Scottish Visitor Levy Rules Change From 22 July 2026
If you have ever tried to read a statutory instrument, you will know how quickly the wording turns dense. So let’s translate this one into plain English. According to the Scottish Statutory Instrument published on legislation.gov.uk, these Regulations were made on 3 June 2026, laid before the Scottish Parliament on 5 June 2026, and will come into force on 22 July 2026. **What this means:** this legal update does not, by itself, create a brand-new local charge overnight. It mainly does two things. It switches on the remaining parts of the Visitor Levy (Amendment) (Scotland) Act 2026 that were not already in force, and it sets a temporary rule for councils already working on a visitor levy scheme if they want to make a major change before that scheme starts.
The key date is 22 July 2026. The Regulations say this is the appointed day for the rest of the Visitor Levy (Amendment) (Scotland) Act 2026, so far as it was not already active. The explanatory note adds that the Act received Royal Assent on 21 May 2026, and that most of Part 2, apart from section 15, came into force the day after Royal Assent. The note also says that sections 2, 4, 5, 7, 8, 9, the relevant part of section 15, and parts 2 and 3 of the schedule will come into force two months after Royal Assent. That may sound procedural, but it matters. A law can be passed before every part of it starts to operate, so these commencement rules tell councils, businesses and the public exactly when the amended system becomes legally effective.
The most important practical change sits in regulation 3. This deals with a council that has already been moving ahead with a visitor levy scheme but then decides to make what the law calls a significant modification. Here, the specific modification is changing the basis of the levy from a percentage charge to a fixed-rate charge. That detail matters more than it first appears. A percentage model links the charge to the price of the stay, while a fixed-rate model sets a set amount. The explanatory note says that, under section 14(3B) of the 2024 Act, a change of this kind would normally trigger a much longer wait if the scheme had not yet started. In the ordinary rule, the council would have to leave at least 18 months between publishing the later report and bringing that significant modification into effect.
These new Regulations create a narrower exception to that 18-month rule. For the shorter timetable to apply, a council must already have published a report saying it intends to proceed with its original scheme by or before 22 July 2026, and it must already have met the required notification and publication duties for that scheme. On the day the Regulations come into force, the scheme must still not be in force. Then there is one more deadline. No later than six months after 22 July 2026, the council must publish another report saying it intends to make that significant modification.

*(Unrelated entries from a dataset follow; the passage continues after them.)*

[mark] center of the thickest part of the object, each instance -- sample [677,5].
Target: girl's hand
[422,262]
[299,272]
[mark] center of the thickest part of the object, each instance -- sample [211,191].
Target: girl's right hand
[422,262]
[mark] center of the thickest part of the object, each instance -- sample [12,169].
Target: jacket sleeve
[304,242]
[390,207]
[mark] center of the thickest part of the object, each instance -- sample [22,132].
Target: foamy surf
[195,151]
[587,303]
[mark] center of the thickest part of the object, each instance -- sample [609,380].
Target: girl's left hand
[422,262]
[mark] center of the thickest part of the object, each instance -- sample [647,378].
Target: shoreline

If all of those conditions are met, the council does not have to use the normal 18-month timetable. Instead, the modified scheme can take effect after at least six months from the later report, although it still cannot begin any earlier than the original start date the council had already publicised.

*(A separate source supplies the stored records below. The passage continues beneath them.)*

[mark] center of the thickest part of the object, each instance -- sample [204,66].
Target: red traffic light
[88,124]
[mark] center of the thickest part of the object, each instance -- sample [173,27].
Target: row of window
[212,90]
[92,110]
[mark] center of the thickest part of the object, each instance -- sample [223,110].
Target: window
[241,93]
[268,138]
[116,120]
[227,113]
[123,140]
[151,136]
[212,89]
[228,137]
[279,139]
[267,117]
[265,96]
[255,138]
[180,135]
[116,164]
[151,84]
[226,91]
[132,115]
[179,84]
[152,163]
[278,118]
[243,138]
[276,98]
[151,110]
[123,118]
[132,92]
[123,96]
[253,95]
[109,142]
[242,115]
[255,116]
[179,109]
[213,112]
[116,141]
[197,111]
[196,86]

For councils, this is really a flexibility measure. If they have already done the first round of consultation and notice work, but later conclude that a fixed-rate model makes more sense than a percentage model, these transitional rules can stop the process from being pushed back by a much longer reset. That does not remove the legal steps, but it can shorten the delay in a limited set of cases. For accommodation businesses, the charging method is not just an abstract legal point. It affects pricing, booking systems, customer communication and forward planning. For visitors, the headline is simpler: this Regulation is not the same thing as a levy suddenly appearing everywhere on 22 July 2026. What changes on that date is the legal timetable around the amended Act and the way some councils may adjust schemes that are still in development.

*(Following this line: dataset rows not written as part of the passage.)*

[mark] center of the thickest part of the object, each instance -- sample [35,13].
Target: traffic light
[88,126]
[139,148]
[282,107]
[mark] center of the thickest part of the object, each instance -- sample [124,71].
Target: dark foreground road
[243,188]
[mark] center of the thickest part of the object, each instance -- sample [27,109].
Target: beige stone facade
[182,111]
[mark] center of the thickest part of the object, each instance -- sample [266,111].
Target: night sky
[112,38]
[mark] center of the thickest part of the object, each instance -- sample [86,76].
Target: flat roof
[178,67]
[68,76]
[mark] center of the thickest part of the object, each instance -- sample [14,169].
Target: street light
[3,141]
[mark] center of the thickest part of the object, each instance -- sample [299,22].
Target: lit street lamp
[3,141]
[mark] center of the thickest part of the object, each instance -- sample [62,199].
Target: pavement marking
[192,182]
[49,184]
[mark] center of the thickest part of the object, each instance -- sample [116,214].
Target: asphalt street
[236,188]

There is a wider lesson here too. Laws often arrive in layers. First comes the main Act, then later come the commencement rules and transitional provisions that decide when those changes actually begin and how awkward in-between situations are handled. The signature at the end, from Jenny Gilruth for the Scottish Government at St Andrew’s House in Edinburgh on 3 June 2026, shows that this is a formal legal step even though much of its effect is administrative. If you are teaching this, studying it, or simply trying to keep up with Scottish public policy, the clearest takeaway is this: from 22 July 2026, the remaining parts of the visitor levy amendment law move into force, and some councils already partway through the process may get a faster route to a major pre-launch change from percentage charging to a fixed rate. It is technical, yes, but technical changes like this often shape how quickly policy reaches real businesses, real visitors and real local authorities.